Advertising revenue for YouTube in Q1 2022 only grew 14% to reach $6.87 billion, missing analyst expectations. It also represents how online advertising revenue is cooling off following the COVID-19 pandemic. YouTube ad revenue was up 49% in the same quarter just a year ago. YouTube’s parent company Alphabet reported total revenue of $68.01 billion, up 23%, which also fell short of analyst expectations.
According to Alphabet/Google CFO Ruth Porat, the cool-off is due to multiple reasons. She cites “the lapping of the exceptional performance of direct response” advertising, but also a slowdown in spending by brand advertisers in Europe due to the Russian invasion of Ukraine. Porat says Alphabet’s Q2 revenues will likely similarly be impacted as the company ceased its commercial activities in Russia in early March.
Porat says YouTube’s subscription services continue to deliver substantial revenue growth. That reveue growth is driven by YouTube TV, YouTube Music, and YouTube Premium. Alphabet CEO Sundar Pichai also gave some insight into how YouTube’s TikTok clone is performing.

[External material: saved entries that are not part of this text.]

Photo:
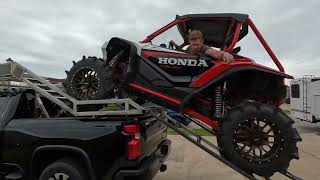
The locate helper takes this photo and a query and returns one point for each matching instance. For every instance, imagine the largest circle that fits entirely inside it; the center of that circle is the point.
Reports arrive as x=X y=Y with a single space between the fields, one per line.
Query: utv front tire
x=258 y=138
x=90 y=78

YouTube Shorts now average over 30 billion daily views, up more than four times from the 6.5 billion views just a year ago. “As we’ve always done with products, we focus on building a great user experience first, and we’ll work to build monetization over time,” Pichai says about the Shorts product. In other words, YouTube hasn’t monetized its YouTube Shorts product yet to compete with TikTok.

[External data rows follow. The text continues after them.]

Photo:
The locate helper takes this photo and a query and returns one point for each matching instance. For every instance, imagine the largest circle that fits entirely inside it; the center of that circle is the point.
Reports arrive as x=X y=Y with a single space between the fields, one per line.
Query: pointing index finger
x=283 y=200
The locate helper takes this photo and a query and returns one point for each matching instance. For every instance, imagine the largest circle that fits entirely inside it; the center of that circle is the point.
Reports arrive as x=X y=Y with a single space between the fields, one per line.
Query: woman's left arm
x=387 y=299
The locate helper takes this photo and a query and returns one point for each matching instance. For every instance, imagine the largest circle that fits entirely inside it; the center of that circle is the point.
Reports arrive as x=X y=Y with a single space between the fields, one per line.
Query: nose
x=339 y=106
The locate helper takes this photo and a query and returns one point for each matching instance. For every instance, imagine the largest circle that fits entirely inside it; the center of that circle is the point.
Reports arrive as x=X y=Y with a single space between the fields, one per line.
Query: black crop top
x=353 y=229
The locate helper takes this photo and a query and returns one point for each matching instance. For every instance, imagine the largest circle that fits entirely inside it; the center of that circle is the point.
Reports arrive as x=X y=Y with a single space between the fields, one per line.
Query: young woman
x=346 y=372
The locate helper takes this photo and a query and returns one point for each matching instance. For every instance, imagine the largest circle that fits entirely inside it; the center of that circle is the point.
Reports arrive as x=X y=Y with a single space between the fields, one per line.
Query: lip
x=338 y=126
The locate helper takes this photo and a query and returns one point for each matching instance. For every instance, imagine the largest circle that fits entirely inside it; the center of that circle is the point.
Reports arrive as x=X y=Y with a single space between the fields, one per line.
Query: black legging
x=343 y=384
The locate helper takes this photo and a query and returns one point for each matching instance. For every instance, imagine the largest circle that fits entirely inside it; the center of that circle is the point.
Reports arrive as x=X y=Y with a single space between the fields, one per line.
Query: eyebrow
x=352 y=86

YouTube has established a creator fund to pay YouTube Shorts creators over $100 million in the short term. In the long term, advertising will eventually make its way to the platform as Shorts become more and more popular. Individual creators can earn between $100 and $10,000 a month just by being active in the YouTube Shorts community. Music is a huge part of that strategy too, since creating videos with trending sounds can make videos go viral.